Mobile Search Marketing Web Property Traffic

Of course this data source is only a proxy at best, but it’s interesting to look at trends, correlate news events and ponder possible meanings. Enjoy. :)

mobile search marketing traffic -chicago gsb

Adam Soroca of Jumptap Interviewed

Interesting discussion that starts to talk about behaviorial targeting.

3GSM World Congress Barcelona - Starts Now

3GSM World Congress starts Monday in Barcelona. It bills itself as “the world’s leading mobile communications conference and exhibition” (in lower case letters just like that too). There is rumored to be some serious negotiations going on in terms of white label mobiel search providers and the cell phone carriers (if you hear anything interesting drop me a note). If you’re going or are there, please drop me a line. You are someone I should know.

I want to praise something - I *love* the way this press contact list is set up for the exhibitors.
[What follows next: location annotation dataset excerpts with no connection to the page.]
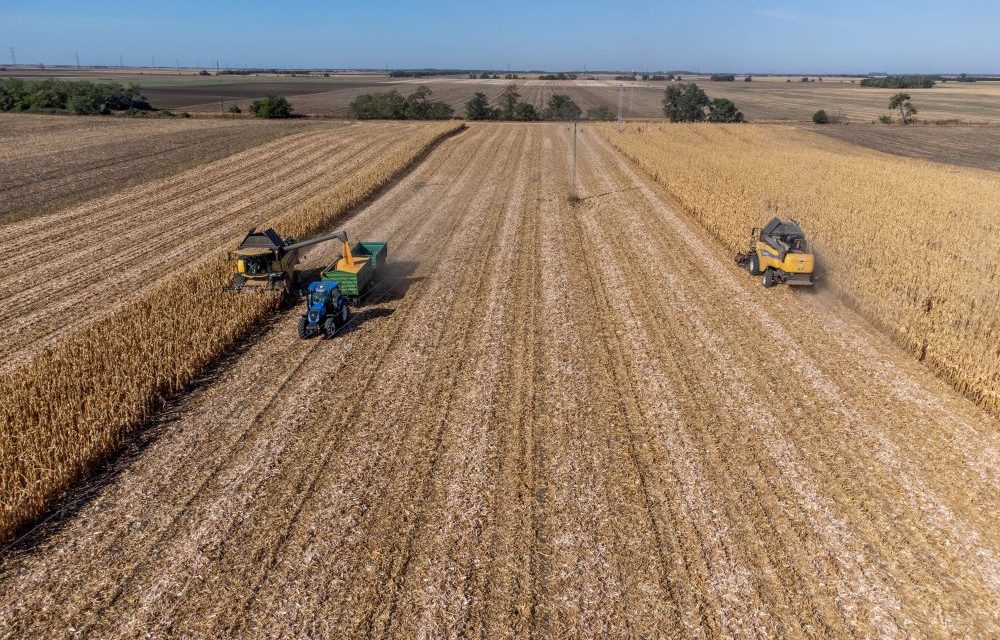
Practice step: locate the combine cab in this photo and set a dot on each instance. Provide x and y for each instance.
(779, 253)
(265, 261)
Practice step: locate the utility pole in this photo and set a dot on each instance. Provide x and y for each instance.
(621, 99)
(574, 161)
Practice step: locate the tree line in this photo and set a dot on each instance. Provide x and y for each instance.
(67, 96)
(901, 82)
(687, 102)
(391, 105)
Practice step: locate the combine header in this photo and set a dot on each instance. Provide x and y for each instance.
(265, 261)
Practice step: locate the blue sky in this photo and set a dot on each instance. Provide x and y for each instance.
(720, 35)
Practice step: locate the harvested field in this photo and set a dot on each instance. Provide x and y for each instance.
(48, 162)
(552, 421)
(969, 146)
(77, 401)
(913, 245)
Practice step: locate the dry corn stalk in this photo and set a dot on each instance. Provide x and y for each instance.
(78, 402)
(910, 244)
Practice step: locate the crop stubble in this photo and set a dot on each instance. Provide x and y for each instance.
(74, 403)
(561, 428)
(50, 162)
(911, 244)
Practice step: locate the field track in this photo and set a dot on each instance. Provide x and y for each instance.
(552, 421)
(77, 264)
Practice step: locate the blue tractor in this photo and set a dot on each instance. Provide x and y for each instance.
(326, 310)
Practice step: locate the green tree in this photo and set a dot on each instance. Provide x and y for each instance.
(508, 100)
(722, 110)
(417, 105)
(561, 107)
(901, 101)
(685, 102)
(271, 107)
(525, 111)
(478, 108)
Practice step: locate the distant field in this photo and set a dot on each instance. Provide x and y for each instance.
(52, 161)
(970, 146)
(770, 98)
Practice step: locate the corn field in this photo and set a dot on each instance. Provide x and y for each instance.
(910, 244)
(76, 402)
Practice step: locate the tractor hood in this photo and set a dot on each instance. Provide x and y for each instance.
(316, 311)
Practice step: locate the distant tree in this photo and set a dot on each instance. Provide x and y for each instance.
(382, 106)
(391, 105)
(561, 107)
(685, 102)
(525, 112)
(508, 100)
(901, 82)
(602, 112)
(722, 110)
(901, 101)
(271, 107)
(478, 108)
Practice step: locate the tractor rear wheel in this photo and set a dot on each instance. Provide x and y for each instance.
(768, 278)
(330, 327)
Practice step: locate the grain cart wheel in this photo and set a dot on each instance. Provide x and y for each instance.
(330, 327)
(343, 316)
(768, 278)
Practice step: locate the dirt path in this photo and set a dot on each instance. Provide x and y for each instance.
(553, 421)
(77, 264)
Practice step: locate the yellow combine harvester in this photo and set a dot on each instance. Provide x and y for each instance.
(265, 261)
(779, 253)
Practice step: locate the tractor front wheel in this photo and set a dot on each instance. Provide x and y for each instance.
(768, 278)
(330, 327)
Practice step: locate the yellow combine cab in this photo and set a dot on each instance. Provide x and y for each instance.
(265, 261)
(779, 253)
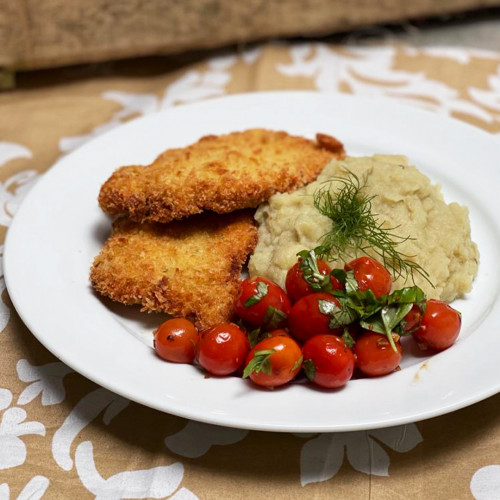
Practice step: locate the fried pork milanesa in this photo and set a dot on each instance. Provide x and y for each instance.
(219, 173)
(187, 268)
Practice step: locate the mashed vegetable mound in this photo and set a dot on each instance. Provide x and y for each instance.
(404, 197)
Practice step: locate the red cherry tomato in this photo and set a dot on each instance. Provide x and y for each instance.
(273, 361)
(328, 362)
(280, 332)
(222, 350)
(370, 275)
(176, 340)
(262, 302)
(440, 326)
(375, 355)
(297, 287)
(306, 319)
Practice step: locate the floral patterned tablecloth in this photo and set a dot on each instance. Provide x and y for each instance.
(61, 436)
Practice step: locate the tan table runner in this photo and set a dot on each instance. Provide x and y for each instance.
(62, 436)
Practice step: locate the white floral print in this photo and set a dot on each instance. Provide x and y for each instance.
(46, 380)
(34, 490)
(86, 410)
(485, 483)
(12, 426)
(322, 456)
(157, 482)
(196, 438)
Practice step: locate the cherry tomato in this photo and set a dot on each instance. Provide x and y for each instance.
(370, 275)
(306, 319)
(297, 287)
(413, 319)
(222, 349)
(440, 326)
(273, 361)
(176, 340)
(328, 362)
(375, 355)
(280, 332)
(262, 302)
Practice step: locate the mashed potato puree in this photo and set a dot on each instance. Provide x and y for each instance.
(404, 197)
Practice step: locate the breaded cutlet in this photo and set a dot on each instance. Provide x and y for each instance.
(188, 268)
(219, 173)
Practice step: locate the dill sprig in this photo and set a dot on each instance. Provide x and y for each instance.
(355, 229)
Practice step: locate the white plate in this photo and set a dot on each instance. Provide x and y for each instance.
(59, 229)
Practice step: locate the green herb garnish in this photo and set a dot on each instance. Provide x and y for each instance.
(262, 289)
(355, 229)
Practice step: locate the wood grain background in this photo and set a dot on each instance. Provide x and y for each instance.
(47, 33)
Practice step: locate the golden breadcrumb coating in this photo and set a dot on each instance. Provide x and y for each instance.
(188, 268)
(219, 173)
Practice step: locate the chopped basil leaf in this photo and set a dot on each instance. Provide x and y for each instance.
(273, 317)
(262, 289)
(259, 363)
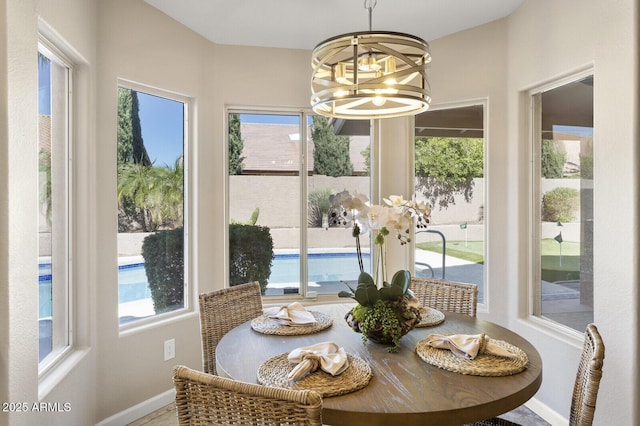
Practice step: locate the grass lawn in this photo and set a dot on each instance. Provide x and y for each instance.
(473, 251)
(554, 267)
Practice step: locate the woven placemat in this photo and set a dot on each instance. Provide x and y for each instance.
(274, 371)
(265, 325)
(430, 317)
(482, 365)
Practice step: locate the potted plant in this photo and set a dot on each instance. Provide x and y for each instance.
(386, 311)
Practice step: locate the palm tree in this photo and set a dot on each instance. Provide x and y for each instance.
(156, 192)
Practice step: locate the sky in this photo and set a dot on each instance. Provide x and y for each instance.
(161, 120)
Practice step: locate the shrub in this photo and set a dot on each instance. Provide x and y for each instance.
(560, 205)
(319, 208)
(250, 254)
(163, 254)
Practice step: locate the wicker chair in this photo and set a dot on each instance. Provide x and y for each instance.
(461, 298)
(213, 400)
(223, 310)
(585, 389)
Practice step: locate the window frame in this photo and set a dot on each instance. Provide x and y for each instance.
(62, 295)
(304, 114)
(483, 306)
(189, 297)
(532, 101)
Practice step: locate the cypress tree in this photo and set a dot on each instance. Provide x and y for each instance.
(331, 152)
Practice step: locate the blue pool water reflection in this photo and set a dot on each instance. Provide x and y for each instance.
(285, 272)
(321, 267)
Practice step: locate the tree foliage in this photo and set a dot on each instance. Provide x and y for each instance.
(331, 152)
(447, 166)
(553, 157)
(157, 193)
(131, 147)
(236, 144)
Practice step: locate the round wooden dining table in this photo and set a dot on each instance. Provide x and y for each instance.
(404, 389)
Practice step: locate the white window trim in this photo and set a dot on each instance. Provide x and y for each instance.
(485, 305)
(534, 302)
(190, 295)
(304, 293)
(64, 294)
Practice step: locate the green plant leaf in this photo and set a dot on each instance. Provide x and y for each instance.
(367, 295)
(366, 280)
(390, 293)
(401, 280)
(347, 294)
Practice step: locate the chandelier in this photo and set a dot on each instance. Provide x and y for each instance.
(370, 74)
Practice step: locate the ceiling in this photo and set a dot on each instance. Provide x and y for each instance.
(302, 24)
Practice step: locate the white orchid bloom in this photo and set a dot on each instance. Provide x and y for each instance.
(395, 201)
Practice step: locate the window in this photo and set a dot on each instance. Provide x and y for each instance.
(449, 173)
(151, 204)
(563, 201)
(282, 169)
(54, 194)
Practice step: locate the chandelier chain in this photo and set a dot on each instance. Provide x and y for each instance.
(369, 5)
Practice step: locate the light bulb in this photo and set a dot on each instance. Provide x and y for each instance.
(379, 101)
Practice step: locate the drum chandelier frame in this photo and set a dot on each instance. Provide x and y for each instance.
(370, 74)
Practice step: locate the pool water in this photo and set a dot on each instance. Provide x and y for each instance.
(321, 267)
(132, 278)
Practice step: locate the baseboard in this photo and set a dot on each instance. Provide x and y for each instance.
(548, 415)
(140, 410)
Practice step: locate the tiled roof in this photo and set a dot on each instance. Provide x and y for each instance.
(274, 148)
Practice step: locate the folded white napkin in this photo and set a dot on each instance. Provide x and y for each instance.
(292, 314)
(327, 355)
(468, 346)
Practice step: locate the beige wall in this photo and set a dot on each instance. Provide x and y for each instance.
(70, 24)
(112, 372)
(549, 40)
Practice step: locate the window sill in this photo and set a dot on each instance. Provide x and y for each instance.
(56, 372)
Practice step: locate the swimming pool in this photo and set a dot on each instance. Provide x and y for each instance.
(321, 267)
(285, 272)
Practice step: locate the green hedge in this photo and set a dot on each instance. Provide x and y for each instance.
(163, 254)
(250, 254)
(560, 205)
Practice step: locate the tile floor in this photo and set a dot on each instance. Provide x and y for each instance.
(166, 417)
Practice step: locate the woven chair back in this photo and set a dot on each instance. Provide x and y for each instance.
(461, 298)
(213, 400)
(585, 390)
(223, 310)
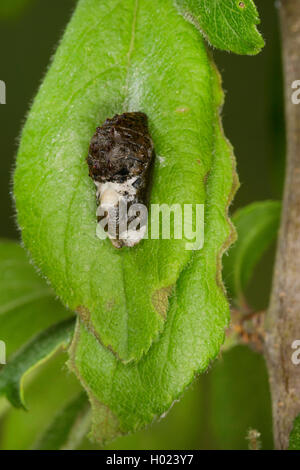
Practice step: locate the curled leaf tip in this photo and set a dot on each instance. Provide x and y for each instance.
(226, 24)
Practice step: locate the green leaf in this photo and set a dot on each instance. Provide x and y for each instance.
(227, 24)
(295, 435)
(121, 295)
(68, 428)
(34, 353)
(27, 304)
(115, 57)
(257, 226)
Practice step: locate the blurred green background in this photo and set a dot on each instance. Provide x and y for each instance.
(233, 397)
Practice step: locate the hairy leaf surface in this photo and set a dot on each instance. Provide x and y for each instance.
(68, 427)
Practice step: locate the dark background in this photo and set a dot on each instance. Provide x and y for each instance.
(209, 415)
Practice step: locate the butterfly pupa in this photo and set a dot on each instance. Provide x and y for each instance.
(120, 160)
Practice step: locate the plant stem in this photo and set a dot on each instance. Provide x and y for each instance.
(283, 319)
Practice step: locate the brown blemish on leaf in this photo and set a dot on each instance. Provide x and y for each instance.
(110, 304)
(105, 425)
(182, 109)
(84, 314)
(206, 178)
(160, 300)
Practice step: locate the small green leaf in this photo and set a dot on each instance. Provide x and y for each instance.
(48, 389)
(227, 24)
(257, 226)
(27, 303)
(34, 353)
(295, 435)
(68, 428)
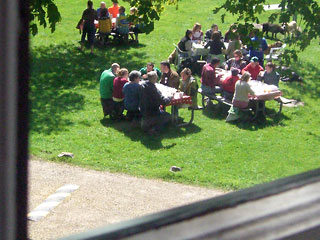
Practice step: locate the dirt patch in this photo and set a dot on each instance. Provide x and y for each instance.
(103, 198)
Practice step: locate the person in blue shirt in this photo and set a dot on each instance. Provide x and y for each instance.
(258, 46)
(131, 92)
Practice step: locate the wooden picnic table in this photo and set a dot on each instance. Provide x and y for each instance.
(178, 100)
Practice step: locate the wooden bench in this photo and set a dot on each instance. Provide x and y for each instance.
(209, 97)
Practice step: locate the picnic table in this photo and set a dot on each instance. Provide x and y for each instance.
(262, 93)
(178, 100)
(198, 49)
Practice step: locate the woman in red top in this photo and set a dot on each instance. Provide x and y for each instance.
(253, 68)
(117, 94)
(228, 84)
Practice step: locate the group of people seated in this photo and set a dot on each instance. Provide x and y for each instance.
(137, 93)
(105, 20)
(235, 87)
(219, 46)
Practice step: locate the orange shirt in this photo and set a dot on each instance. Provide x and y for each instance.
(114, 10)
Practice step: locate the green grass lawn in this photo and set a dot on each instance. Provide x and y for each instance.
(66, 114)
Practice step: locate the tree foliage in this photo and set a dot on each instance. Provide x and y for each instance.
(307, 12)
(45, 12)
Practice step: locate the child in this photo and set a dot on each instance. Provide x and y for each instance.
(117, 94)
(240, 99)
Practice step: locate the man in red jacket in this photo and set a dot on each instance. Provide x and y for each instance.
(253, 68)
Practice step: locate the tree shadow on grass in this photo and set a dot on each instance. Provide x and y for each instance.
(310, 86)
(151, 142)
(59, 73)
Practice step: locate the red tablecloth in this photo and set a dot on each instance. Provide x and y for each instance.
(181, 100)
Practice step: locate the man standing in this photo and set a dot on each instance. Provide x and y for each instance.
(114, 9)
(106, 88)
(169, 78)
(153, 119)
(150, 67)
(102, 6)
(259, 45)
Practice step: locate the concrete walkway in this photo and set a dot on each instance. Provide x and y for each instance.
(103, 198)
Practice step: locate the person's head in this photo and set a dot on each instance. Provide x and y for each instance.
(102, 5)
(215, 35)
(270, 67)
(188, 33)
(233, 27)
(134, 76)
(196, 27)
(234, 72)
(185, 74)
(152, 76)
(133, 11)
(245, 77)
(122, 10)
(254, 61)
(115, 68)
(150, 67)
(165, 66)
(90, 4)
(237, 54)
(214, 27)
(215, 62)
(123, 73)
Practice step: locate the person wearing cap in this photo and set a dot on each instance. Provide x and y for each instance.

It should become a standard practice.

It appears there is another white label search player emerging - MCN.
Among bloggers, these folks have caught my eye with posts so far: Dan Appelquist, Alessandro Pace and others!

tag: 3GSMworldcongress2007

Jumptap Gets Injection from WPP Group

Goobile had a write up about it.

WPP had more on the release here. This is an extremely interesting investment from an untraditional source. Time will tell what is means fully.

Illinois Sues SMS Text Message Spammers

A surprisingly very lightly reported news story talked about the dark side of SMS, text spammers. Illinois Attorney General Lisa Madigan recently filed a federal lawsuit against a pair of Florida SMS spammers who sent 5 million unsolicited text messages!!!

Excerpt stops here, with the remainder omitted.